Originally posted by Hugh Glass
http://www.youtube.com/watch?v=DWuX2s7h55A&feature=popular
Not everyone is down and out, in desperate need of insurance..
Should they be forced to buy it... curious
The harsh reality of life is that most of those "healthy people" will eventually develop some sort of pre-existing condition. And at that time, most of those people will suddenly become VERY interested in getting insurance - but they will discover that no one wants to cover them because they are now a "high risk" for the insurer.
Even if you put all of these people with "pre-existing conditions" into a big "high-risk" pool and require insurance companies to offer them all coverage, there's still no way for an insurer to profitably cover these people, at least not without charging premiums that are so high that no one can afford to pay them.
There are two ways to deal with this. One approach is for the government to levy a tax and use the proceeds to give an insurance company a generous subsidy for each person from this high risk group that signs up. This would allow the insurer to offer everyone in the pool an affordable premium.

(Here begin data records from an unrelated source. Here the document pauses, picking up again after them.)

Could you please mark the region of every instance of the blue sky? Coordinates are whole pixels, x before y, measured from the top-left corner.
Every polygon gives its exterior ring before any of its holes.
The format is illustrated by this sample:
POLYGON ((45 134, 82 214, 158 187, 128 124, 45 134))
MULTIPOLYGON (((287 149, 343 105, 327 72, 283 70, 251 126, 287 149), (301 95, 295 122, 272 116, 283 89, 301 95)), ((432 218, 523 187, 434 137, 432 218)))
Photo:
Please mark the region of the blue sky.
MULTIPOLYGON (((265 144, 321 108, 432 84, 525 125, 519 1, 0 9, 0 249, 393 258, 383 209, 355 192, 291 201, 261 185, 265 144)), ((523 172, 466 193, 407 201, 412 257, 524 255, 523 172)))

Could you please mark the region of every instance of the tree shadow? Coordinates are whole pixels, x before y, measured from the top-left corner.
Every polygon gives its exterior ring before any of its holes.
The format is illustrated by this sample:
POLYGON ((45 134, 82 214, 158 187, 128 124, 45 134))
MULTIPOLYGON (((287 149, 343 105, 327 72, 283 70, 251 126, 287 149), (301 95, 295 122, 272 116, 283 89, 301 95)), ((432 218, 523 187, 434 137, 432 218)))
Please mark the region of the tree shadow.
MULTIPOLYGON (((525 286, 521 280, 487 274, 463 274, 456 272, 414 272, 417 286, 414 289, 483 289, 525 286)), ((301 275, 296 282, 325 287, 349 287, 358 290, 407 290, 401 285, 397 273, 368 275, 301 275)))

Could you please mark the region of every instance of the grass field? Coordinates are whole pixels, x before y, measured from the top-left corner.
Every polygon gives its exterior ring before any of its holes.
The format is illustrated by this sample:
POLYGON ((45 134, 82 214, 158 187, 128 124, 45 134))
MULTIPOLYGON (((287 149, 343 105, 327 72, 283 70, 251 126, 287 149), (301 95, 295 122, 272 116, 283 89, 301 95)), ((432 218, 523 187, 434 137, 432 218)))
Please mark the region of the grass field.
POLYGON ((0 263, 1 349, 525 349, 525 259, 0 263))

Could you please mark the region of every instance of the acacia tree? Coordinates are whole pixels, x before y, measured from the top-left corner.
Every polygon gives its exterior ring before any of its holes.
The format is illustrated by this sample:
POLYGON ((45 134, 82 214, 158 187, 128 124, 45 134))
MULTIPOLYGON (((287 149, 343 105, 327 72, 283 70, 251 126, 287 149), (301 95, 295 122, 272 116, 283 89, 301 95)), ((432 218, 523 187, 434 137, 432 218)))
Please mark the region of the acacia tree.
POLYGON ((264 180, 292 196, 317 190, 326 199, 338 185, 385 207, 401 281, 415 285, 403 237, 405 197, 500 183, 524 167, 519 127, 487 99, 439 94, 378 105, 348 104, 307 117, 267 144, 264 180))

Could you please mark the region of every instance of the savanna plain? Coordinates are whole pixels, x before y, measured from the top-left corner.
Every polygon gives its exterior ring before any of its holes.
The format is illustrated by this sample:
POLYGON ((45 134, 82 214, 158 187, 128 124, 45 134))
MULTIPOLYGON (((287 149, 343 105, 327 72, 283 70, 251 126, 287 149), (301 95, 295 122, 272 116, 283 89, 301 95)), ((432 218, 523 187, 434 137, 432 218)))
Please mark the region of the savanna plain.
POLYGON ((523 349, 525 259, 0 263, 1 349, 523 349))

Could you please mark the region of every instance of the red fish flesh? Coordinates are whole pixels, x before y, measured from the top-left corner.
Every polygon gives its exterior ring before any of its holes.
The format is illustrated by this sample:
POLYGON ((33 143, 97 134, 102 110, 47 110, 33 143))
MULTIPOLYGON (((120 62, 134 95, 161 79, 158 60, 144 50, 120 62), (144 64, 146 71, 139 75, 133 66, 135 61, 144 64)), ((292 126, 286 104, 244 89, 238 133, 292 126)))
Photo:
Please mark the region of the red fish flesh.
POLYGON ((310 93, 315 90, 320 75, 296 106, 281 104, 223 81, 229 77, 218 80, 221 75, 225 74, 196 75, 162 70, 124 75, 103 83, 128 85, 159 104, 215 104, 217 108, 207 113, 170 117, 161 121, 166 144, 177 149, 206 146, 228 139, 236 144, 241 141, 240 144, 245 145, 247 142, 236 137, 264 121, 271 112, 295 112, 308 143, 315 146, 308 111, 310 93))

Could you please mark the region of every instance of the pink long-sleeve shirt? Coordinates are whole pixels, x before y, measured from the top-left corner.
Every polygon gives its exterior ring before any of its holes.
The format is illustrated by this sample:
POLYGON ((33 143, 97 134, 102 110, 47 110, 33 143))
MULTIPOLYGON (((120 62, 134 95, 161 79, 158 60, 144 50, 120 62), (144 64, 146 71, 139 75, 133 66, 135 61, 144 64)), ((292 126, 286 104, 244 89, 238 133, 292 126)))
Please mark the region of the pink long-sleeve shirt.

The other way is to require healthy people to enter the pool. The cost of providing insurance to the average person in the pool then becomes low enough for an insurer to be able to cover everyone in the pool. (Or you can combine these two and give everyone a choice of either getting insurance or paying taxes)
A totally different approach (which was rejected) would be to create a public option (such as an expansion of Medicare) where the government would directly provide coverage to everyone in that high risk pool that the insurance companies don't want to cover.